An ancient sundial discovered in Greenland could be a secret Viking navigation tool, according to new research.
The sundial could have helped the ancient mariners sail at the same north-south latitude across the Atlantic Ocean. The Vikings were known for their sea prowess, though archaeologists have yet to discover exactly how the ancient mariners were so precise with their navigation.
The study was published on Tuesday in Proceedings of the Royal Society A Mathematical and Physical Sciences and suggests that the Norsemen could have been even more impressive on the high seas than previously thought.
Researchers believe that the Vikings used a sophisticated sun compass to find true north and even relied on a supposedly “magic” crystal on cloudy days. Study co-author Balázs Bernáth, a researcher at Eötvös University in Hungary explained:
“It is widely accepted that Norse people were excellent mariners. Now it seems they used much more sophisticated navigational instruments than we thought before.”
Archaeologists discovered a strange wooden artifact in 1948 under the ruins of a Benedictine monastery in a Greenland fjord. The fjord was settled by Norse farmers during the 10th century. The artifact was shaped into a half-circle, had a center hole, and boasted a zigzag engraving along its perimeter. There were also several lines scratched onto the plate’s interior.
While some skeptics of the find argued that it was a household decoration, most researchers believed it to be an elusive Viking sun compass. But the ancient sundial wouldn’t have been good at finding north, because its markings were incomplete.

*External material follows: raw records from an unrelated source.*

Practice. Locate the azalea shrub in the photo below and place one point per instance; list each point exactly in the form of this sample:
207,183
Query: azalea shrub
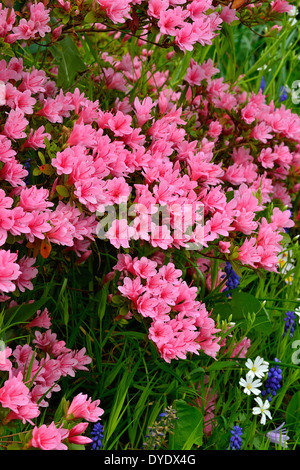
145,197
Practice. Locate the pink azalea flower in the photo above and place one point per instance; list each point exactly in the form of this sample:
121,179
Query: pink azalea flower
83,407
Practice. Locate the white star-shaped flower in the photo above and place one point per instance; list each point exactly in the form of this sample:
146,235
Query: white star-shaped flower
258,368
263,409
250,385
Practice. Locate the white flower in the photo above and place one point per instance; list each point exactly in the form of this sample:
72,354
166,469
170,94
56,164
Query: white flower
297,310
250,386
278,436
258,368
263,409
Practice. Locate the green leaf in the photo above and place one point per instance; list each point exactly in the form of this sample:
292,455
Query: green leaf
62,190
188,427
293,414
21,313
70,62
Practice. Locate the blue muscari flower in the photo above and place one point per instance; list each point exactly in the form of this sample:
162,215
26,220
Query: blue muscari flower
262,84
273,382
283,94
235,440
97,436
290,323
233,279
27,167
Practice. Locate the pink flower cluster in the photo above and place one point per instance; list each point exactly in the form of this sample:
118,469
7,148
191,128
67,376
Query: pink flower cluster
34,376
38,24
26,212
187,22
179,324
43,369
141,154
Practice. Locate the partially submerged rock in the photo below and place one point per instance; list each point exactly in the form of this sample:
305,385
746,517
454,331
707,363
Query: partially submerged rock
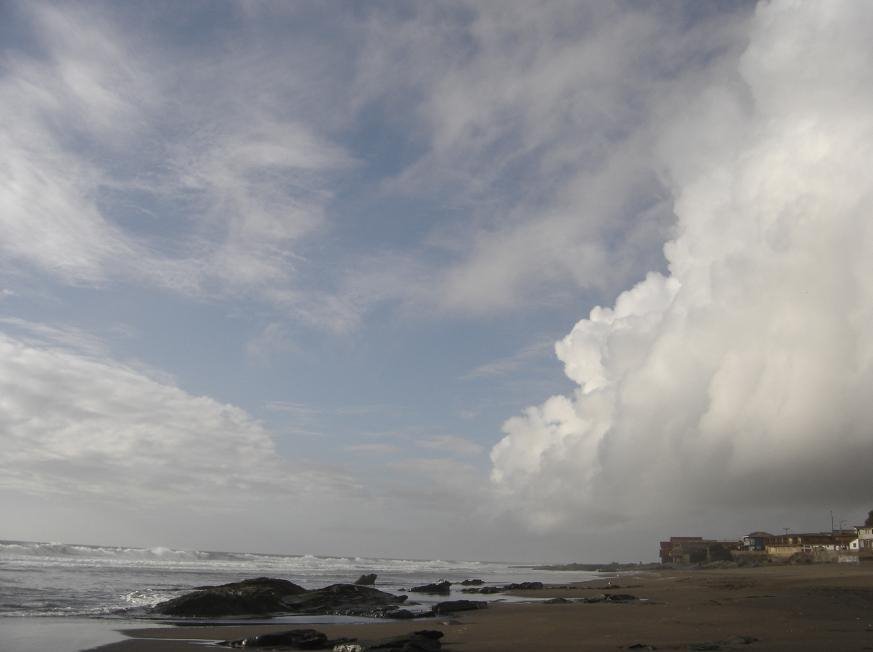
265,596
344,600
437,588
296,639
259,596
451,606
426,640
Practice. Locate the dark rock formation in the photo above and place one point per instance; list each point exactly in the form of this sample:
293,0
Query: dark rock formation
524,586
296,639
344,600
452,606
258,596
264,596
609,597
400,614
521,586
483,589
439,588
426,640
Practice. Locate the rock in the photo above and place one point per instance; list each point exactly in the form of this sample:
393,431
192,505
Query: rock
265,596
524,586
259,596
296,639
619,597
427,640
344,600
484,589
439,588
452,606
400,614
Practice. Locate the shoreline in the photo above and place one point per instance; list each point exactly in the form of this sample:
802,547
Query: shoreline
816,607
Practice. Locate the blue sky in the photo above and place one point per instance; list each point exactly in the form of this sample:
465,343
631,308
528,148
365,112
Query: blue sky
271,263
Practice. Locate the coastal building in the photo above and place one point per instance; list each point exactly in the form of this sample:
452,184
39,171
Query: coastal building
864,539
695,550
809,542
757,541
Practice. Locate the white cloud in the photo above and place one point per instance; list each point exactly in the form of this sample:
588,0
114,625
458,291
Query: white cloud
85,425
740,379
540,127
374,448
121,163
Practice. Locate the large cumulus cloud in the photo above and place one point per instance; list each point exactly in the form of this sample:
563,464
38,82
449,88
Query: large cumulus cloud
741,376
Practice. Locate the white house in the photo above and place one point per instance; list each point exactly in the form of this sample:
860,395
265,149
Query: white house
864,540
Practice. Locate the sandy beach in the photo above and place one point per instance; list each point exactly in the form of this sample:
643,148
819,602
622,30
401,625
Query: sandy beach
816,607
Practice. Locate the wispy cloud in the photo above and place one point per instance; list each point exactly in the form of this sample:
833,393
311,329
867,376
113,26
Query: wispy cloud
451,444
106,430
119,163
510,364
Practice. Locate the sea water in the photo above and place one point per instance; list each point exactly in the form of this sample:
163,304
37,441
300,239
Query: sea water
66,598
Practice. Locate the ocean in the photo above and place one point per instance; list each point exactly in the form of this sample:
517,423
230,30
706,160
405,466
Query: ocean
67,598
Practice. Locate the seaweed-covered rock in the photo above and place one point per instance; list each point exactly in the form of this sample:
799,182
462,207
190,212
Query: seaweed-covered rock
427,640
259,596
296,639
264,596
437,588
524,586
452,606
344,599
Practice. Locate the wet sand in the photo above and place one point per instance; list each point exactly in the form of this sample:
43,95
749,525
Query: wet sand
818,607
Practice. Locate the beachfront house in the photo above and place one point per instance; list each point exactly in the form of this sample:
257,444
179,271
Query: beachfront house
757,541
695,550
864,539
809,542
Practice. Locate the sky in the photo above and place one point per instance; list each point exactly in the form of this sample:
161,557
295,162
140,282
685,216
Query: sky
530,281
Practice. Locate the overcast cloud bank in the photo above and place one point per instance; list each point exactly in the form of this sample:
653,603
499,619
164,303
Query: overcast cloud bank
741,378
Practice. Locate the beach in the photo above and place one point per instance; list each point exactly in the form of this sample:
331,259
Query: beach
810,607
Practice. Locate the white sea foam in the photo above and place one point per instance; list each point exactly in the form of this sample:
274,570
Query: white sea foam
58,579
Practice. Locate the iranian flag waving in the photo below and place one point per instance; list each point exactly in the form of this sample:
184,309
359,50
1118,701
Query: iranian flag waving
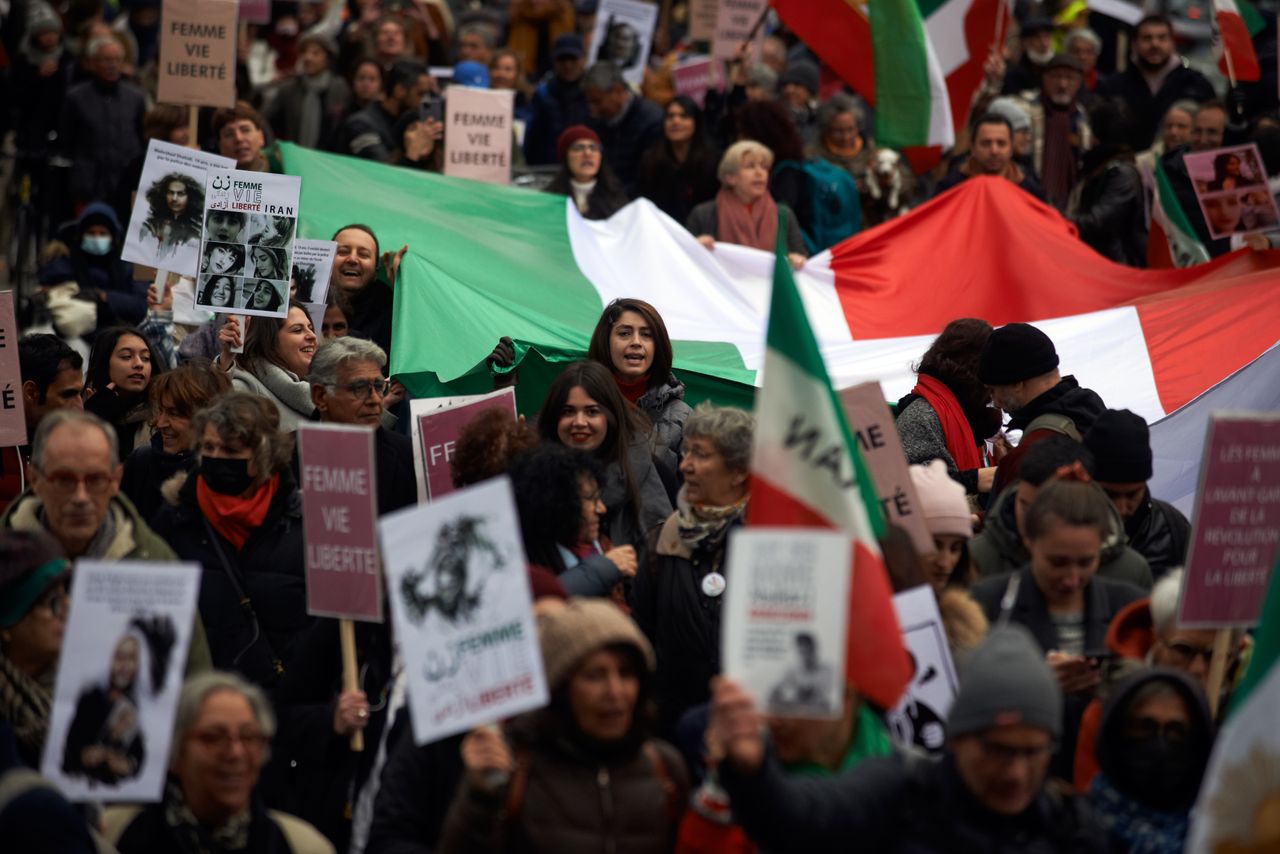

But instead of being disappointed, the team wondered if the compass had a more sophisticated function — determining latitude.
Bernáth explained that the Vikings often sailed along latitude lines, such as the 61st latitude between Norway and Greenland. But wind and currents would have easily blown the smaller Viking ships off course. To test their theories, the team studied the sundial. They found that a dial at the center of the compass would have cast a shadow between two lines on the plate at noon every day.
The ancient mariners could have taken that noon shadow’s length and used scaling lines on the dial to determine what latitude they were at. But while the calculations of latitude and longitude on the sundial may be correct, there is no way of knowing for sure what the mysterious sundial’s use was.